Dopo la pausa estiva è ripreso il processo che si celebra in Corte d’Assise (presieduta da Roberta Serio) a carico del superlatitante di Castelvetrano Matteo Messina Denaro, accusato di essere uno dei mandanti degli attentati di Capaci e via d'Amelio, in cui persero la vita i magistrati Giovanni Falcone, la moglie Francesca Morvillo, Paolo Borsellino e gli agenti delle scorte.
Ad essere sentito è stato il teste Giovanni Di Pietro, maresciallo dei carabinieri chiamato a riferire su indagini e processi che hanno visto la famiglia dei Messina Denaro come protagonisti a partire dagli anni Ottanta. Di Pietro, rispondendo alle domande del procuratore aggiunto Gabriele Paci, ha ripercorso le fasi della guerra di mafia che porterà all’ascesa dei Messina Denaro, alleati dei Corleonesi a Palermo. E’ così che furono scalzate le vecchie famiglie dei Buccellato, dei Rimi e dei Minore.

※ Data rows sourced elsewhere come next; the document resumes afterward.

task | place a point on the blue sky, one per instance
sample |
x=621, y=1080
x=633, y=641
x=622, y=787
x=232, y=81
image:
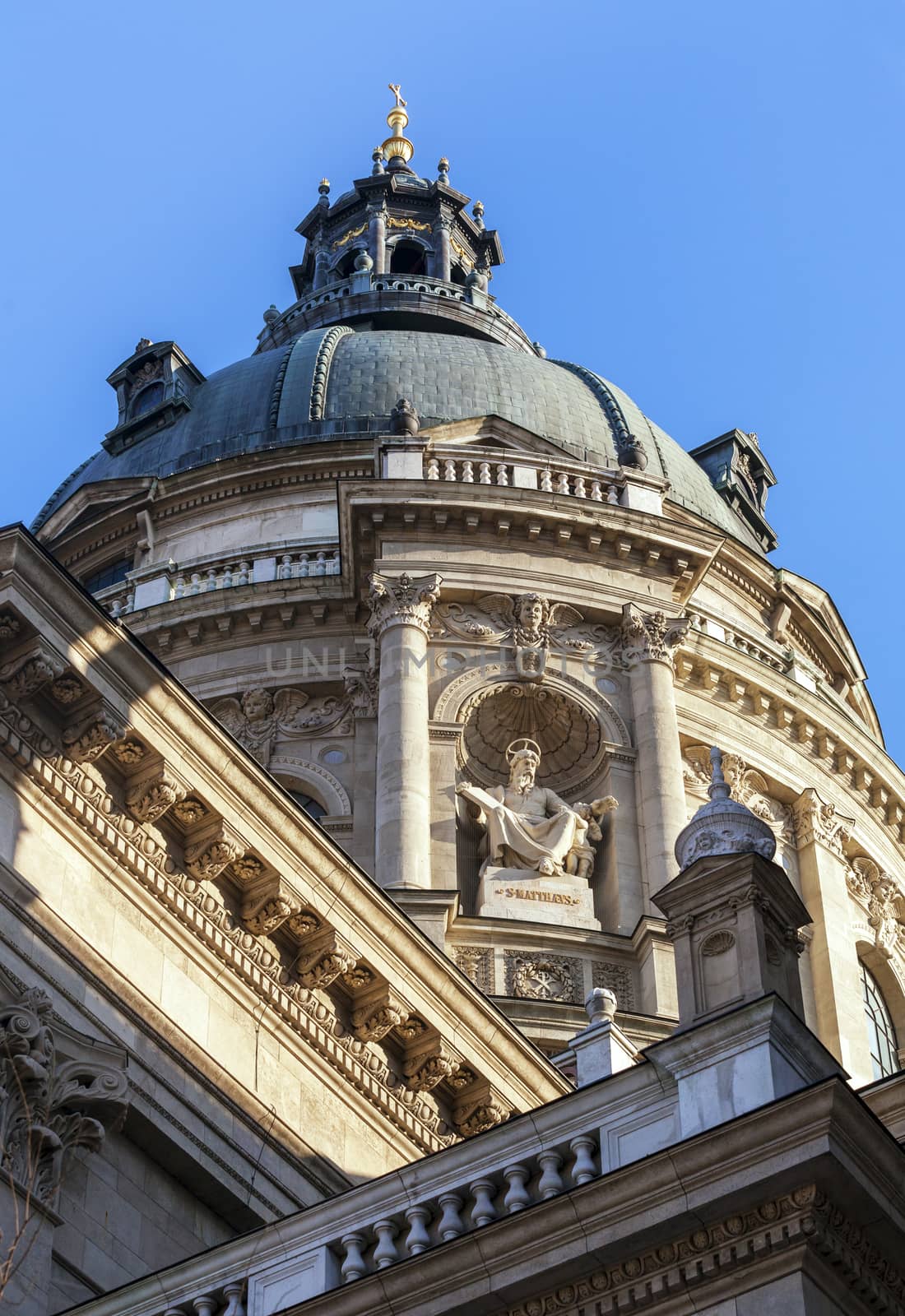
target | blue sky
x=701, y=201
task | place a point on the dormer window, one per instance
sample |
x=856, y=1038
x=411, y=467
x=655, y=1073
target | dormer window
x=146, y=398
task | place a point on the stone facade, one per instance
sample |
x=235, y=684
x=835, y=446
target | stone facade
x=397, y=572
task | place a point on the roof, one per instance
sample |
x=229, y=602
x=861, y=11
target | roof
x=342, y=379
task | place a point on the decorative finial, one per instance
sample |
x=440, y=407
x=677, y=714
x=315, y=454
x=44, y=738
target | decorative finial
x=724, y=826
x=718, y=787
x=397, y=149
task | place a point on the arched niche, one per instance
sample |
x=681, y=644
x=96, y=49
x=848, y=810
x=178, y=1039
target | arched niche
x=573, y=725
x=889, y=974
x=314, y=780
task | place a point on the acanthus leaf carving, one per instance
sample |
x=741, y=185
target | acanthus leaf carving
x=649, y=636
x=817, y=820
x=48, y=1105
x=401, y=600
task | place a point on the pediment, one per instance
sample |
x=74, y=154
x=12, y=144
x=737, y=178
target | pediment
x=99, y=498
x=494, y=432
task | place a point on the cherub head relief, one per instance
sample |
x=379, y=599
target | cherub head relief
x=531, y=615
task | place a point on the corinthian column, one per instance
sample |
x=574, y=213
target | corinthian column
x=821, y=833
x=647, y=642
x=400, y=620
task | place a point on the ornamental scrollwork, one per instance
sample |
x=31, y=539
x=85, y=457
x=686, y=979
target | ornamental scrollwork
x=49, y=1105
x=531, y=624
x=401, y=600
x=649, y=636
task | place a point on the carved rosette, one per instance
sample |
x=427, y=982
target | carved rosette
x=401, y=602
x=92, y=737
x=882, y=901
x=48, y=1107
x=649, y=636
x=26, y=675
x=816, y=820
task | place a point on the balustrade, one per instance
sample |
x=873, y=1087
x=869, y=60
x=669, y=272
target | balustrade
x=569, y=484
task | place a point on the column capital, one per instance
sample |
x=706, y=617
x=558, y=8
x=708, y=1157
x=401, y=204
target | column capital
x=649, y=636
x=816, y=820
x=401, y=600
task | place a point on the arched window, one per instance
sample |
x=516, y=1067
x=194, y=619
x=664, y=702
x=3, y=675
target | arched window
x=406, y=258
x=880, y=1032
x=312, y=807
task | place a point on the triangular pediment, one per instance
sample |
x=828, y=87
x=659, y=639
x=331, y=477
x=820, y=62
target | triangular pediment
x=494, y=432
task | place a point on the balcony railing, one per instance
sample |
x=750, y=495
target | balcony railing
x=151, y=586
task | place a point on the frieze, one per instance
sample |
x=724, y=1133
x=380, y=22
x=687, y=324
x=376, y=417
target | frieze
x=805, y=1217
x=476, y=964
x=149, y=861
x=619, y=978
x=537, y=975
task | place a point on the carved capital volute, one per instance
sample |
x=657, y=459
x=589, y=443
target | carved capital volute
x=649, y=636
x=401, y=600
x=819, y=822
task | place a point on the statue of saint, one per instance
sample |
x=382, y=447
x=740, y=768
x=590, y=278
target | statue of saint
x=529, y=827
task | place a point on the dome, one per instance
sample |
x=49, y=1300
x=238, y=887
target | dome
x=344, y=379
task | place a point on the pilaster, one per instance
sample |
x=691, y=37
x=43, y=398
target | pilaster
x=400, y=619
x=647, y=644
x=821, y=833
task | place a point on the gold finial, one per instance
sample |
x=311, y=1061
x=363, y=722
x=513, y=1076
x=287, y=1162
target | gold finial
x=397, y=146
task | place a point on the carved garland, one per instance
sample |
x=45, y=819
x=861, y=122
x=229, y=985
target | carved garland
x=806, y=1216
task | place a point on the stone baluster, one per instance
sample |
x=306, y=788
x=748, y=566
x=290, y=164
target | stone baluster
x=583, y=1168
x=517, y=1195
x=354, y=1265
x=551, y=1181
x=417, y=1239
x=400, y=620
x=386, y=1253
x=234, y=1295
x=450, y=1224
x=647, y=644
x=483, y=1191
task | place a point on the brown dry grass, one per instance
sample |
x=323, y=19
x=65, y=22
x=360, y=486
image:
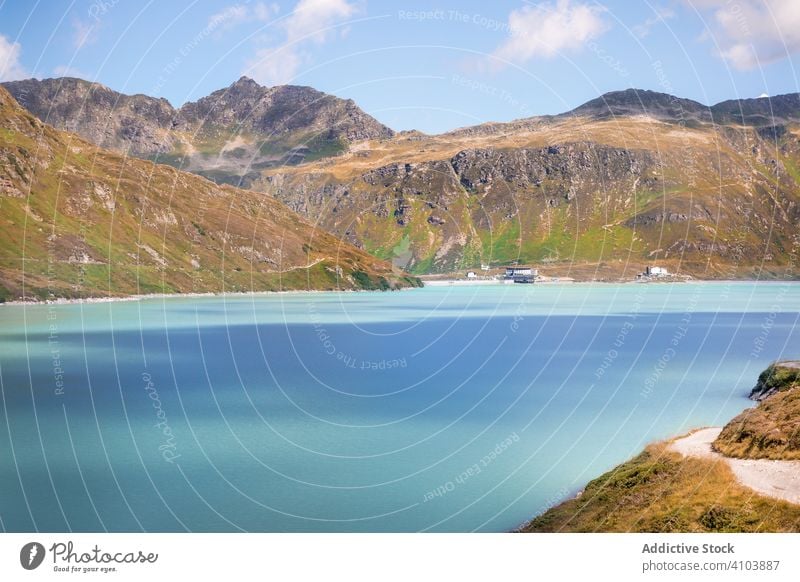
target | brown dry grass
x=661, y=491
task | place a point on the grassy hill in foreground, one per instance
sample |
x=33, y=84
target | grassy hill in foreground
x=772, y=429
x=662, y=491
x=79, y=221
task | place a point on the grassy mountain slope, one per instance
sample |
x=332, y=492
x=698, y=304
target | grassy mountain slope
x=771, y=430
x=662, y=491
x=81, y=221
x=619, y=193
x=626, y=180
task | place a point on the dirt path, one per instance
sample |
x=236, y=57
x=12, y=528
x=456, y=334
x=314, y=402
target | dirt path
x=778, y=479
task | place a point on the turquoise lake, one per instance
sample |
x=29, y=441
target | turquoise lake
x=438, y=409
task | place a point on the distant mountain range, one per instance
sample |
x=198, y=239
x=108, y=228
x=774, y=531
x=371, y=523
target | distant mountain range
x=79, y=221
x=227, y=136
x=628, y=179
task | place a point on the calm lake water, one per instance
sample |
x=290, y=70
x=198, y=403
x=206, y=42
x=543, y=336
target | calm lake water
x=439, y=409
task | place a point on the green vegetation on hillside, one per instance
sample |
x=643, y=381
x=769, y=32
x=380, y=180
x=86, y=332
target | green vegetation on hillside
x=661, y=491
x=78, y=221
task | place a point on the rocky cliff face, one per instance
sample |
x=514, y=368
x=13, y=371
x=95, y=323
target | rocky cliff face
x=227, y=136
x=567, y=203
x=131, y=123
x=479, y=206
x=90, y=222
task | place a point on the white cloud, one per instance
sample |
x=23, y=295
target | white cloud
x=545, y=30
x=751, y=33
x=10, y=67
x=83, y=33
x=661, y=14
x=312, y=21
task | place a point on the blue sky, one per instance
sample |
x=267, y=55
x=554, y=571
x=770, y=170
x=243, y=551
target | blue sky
x=431, y=66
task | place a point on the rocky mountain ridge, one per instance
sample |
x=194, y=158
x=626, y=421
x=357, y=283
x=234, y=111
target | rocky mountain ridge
x=225, y=136
x=79, y=221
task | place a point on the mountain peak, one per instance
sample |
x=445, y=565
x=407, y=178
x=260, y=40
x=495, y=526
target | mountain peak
x=641, y=102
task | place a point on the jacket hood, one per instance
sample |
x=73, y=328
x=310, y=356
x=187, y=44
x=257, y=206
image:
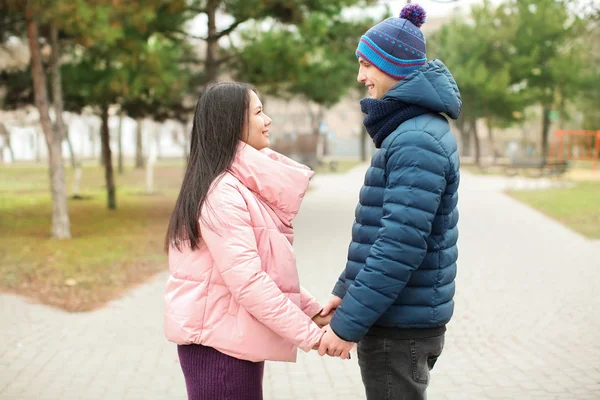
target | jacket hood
x=431, y=86
x=278, y=180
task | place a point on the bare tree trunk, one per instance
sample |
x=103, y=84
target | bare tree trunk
x=74, y=162
x=545, y=130
x=61, y=227
x=57, y=88
x=139, y=153
x=475, y=136
x=212, y=42
x=152, y=154
x=120, y=138
x=107, y=160
x=4, y=132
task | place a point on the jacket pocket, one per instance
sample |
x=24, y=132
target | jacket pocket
x=233, y=307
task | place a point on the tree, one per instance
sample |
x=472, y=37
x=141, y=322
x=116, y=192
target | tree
x=135, y=64
x=545, y=34
x=60, y=216
x=314, y=60
x=291, y=12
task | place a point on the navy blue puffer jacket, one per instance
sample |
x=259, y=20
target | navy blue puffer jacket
x=402, y=259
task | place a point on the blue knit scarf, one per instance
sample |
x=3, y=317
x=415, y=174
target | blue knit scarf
x=384, y=116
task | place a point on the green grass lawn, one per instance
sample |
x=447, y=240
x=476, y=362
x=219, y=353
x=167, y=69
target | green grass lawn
x=111, y=250
x=576, y=207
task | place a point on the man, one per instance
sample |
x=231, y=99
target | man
x=398, y=285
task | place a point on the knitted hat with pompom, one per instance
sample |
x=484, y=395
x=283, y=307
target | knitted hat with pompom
x=396, y=46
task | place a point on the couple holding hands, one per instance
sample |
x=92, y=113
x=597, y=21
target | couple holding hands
x=233, y=297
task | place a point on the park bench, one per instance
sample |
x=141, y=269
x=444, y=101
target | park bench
x=538, y=167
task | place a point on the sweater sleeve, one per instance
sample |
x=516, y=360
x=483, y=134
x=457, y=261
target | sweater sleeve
x=416, y=171
x=228, y=233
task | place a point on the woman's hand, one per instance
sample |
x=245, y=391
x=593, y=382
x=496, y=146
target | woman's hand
x=321, y=320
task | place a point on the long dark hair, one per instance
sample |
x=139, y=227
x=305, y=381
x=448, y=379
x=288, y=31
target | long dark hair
x=218, y=123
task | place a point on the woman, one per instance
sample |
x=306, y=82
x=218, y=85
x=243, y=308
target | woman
x=233, y=299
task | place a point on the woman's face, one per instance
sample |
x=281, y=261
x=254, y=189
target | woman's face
x=256, y=127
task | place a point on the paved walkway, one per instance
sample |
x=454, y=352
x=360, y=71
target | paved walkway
x=526, y=322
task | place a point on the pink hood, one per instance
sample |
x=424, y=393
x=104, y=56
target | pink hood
x=239, y=292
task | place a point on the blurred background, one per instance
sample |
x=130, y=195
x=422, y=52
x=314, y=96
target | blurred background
x=97, y=99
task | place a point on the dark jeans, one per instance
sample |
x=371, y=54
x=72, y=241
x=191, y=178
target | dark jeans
x=397, y=369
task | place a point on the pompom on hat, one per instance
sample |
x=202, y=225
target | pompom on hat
x=396, y=46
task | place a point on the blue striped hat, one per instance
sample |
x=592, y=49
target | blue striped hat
x=396, y=46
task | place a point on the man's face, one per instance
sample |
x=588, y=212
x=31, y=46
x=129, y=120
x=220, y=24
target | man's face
x=378, y=82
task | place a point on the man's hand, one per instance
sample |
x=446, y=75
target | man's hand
x=333, y=303
x=321, y=321
x=334, y=346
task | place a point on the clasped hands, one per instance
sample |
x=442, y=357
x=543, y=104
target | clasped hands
x=331, y=344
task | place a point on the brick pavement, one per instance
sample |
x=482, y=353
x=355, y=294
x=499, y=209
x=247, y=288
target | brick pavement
x=526, y=322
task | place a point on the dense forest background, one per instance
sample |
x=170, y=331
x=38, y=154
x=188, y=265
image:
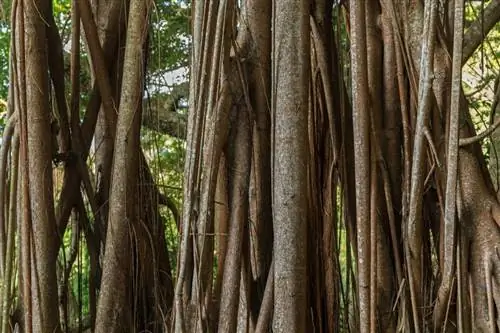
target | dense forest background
x=249, y=166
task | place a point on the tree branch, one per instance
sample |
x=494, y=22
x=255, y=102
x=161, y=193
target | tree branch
x=480, y=28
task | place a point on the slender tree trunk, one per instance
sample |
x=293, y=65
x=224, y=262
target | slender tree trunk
x=291, y=73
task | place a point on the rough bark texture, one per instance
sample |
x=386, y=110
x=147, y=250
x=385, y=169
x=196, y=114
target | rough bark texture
x=44, y=251
x=112, y=314
x=289, y=116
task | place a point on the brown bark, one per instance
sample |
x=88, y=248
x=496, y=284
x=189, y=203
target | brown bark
x=113, y=314
x=291, y=66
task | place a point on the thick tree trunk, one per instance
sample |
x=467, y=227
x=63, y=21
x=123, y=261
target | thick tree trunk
x=290, y=105
x=113, y=314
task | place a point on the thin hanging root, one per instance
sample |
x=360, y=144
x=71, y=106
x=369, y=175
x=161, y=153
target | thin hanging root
x=428, y=136
x=489, y=294
x=448, y=306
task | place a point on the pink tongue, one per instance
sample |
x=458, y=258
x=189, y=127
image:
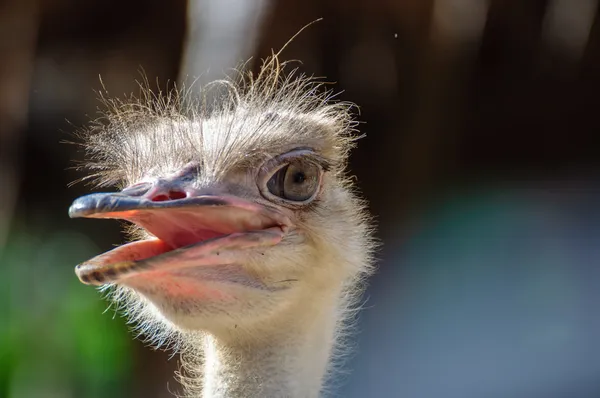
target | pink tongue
x=133, y=251
x=183, y=227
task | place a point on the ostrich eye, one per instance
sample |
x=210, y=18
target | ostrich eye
x=297, y=181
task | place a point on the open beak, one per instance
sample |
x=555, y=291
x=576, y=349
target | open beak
x=196, y=231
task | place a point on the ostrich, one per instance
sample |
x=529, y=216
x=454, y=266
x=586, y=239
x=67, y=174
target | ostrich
x=249, y=243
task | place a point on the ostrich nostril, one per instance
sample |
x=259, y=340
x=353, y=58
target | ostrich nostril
x=171, y=195
x=174, y=195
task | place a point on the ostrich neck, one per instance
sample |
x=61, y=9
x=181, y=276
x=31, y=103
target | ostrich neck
x=290, y=361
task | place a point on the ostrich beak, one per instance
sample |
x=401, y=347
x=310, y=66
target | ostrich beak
x=199, y=231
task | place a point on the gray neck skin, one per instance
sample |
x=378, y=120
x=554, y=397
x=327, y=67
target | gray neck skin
x=289, y=363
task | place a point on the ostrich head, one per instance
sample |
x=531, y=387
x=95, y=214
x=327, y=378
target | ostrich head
x=246, y=225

Il teste ha parlato del ruolo chiave che il padre della primula rossa, Francesco Messina Denaro, detto anche don Ciccio, rivestiva in quegli anni all’interno di Cosa nostra. Messina Denaro senior si diede presto alla latitanza e nei primi anni Novanta fu seguito anche dal figlio. Secondo l’accusa "Messina Denaro prese parte a una riunione della commissione di Cosa nostra alla fine del '91 a Castelvetrano in cui Totò Riina decise di dare via alla strategia stragista, prevedendo che la Cassazione avrebbe di lì a poco confermato le condanne del primo maxi processo contro la mafia". L’udienza è stata rinviata al prossimo 16 ottobre quando si terrà il controesame oltre all’escussione del teste Bonanno.